Tanto la estructura urbanística del barrio como la morfología de las piezas y los procedimientos empleados en su elaboración son típicamente árabes. Ya en el siglo XV se tiene constancia documental de que “la Alcaidía percibía el diezmo de cántaros y demás piezas de alfarería que se fabrican en esta villa”.

 

La singularidad de la alfarería moteña le viene dada porque ha sido siempre tarea exclusivamente femenina. Las mujeres preparaban y elaboraban las piezas, sobretodo cántaros para agua y otras bebidas (de ahí el nombre de cantareras), mientras los hombres eran los encargados de sacar el barro de los barreros y transportarlo a la casa, preparar la barda o combustible para el horno, llevar las piezas al horno para cocerlas y vender el producto fuera de la localidad.
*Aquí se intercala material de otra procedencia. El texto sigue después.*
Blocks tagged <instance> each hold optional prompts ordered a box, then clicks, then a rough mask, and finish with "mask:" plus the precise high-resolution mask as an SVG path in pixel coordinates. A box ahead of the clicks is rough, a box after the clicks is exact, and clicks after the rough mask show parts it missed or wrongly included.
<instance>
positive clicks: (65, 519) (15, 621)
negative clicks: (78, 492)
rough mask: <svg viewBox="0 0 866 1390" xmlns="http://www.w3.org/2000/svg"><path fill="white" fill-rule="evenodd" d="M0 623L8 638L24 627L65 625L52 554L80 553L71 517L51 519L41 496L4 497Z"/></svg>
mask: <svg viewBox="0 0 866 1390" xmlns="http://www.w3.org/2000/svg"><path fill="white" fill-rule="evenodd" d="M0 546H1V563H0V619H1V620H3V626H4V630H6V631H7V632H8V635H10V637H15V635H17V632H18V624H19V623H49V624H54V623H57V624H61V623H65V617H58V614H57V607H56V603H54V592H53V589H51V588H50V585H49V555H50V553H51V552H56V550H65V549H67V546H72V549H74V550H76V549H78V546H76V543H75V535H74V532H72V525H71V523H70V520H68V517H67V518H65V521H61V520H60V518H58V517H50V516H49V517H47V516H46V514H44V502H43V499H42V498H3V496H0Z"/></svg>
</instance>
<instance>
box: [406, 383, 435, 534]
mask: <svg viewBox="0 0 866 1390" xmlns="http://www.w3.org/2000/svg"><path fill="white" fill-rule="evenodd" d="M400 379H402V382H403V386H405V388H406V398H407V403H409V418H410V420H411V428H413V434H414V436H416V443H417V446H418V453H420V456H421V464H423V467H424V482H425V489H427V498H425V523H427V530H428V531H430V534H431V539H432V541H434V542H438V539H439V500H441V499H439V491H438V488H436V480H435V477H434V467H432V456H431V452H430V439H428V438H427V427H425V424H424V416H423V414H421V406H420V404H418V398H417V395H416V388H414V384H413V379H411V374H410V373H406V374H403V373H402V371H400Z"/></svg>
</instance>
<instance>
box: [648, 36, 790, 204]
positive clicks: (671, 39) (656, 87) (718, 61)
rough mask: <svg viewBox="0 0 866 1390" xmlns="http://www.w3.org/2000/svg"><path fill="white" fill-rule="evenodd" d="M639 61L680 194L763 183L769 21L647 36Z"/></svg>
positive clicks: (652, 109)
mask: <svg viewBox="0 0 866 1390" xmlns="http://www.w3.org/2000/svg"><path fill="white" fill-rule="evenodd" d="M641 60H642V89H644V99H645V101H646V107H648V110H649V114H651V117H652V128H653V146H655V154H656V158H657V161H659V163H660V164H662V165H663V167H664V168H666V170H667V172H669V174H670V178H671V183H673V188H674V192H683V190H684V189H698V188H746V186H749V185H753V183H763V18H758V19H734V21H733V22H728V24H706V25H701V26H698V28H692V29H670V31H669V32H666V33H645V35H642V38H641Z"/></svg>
Otra peculiaridad es que en Mota del Cuervo no ha habido locales especiales para los alfares. Estaban ubicados en las propias viviendas de las cantareras, que aprovechaban las diferentes estancias de la casa para su trabajo: la cocina, en invierno; y los porches y portales, en verano.

 

Cuando el número de cantareras era mayor, había varios hornos propiedad de particulares, que siempre tuvieron uso comunitario. Esta característica hizo que la alfarería de Mota del Cuervo desarrollara todo un sistema de medidas y numeración y de señales particulares para el reconocimiento de las respectivas piezas.

 

Hoy sólo queda el Horno alfarero de “la Conce”, junto al Museo de Alfarería, actualmente propiedad del Ayuntamiento, y que realiza la cocción tradicional de las piezas una vez al año, a finales de agosto.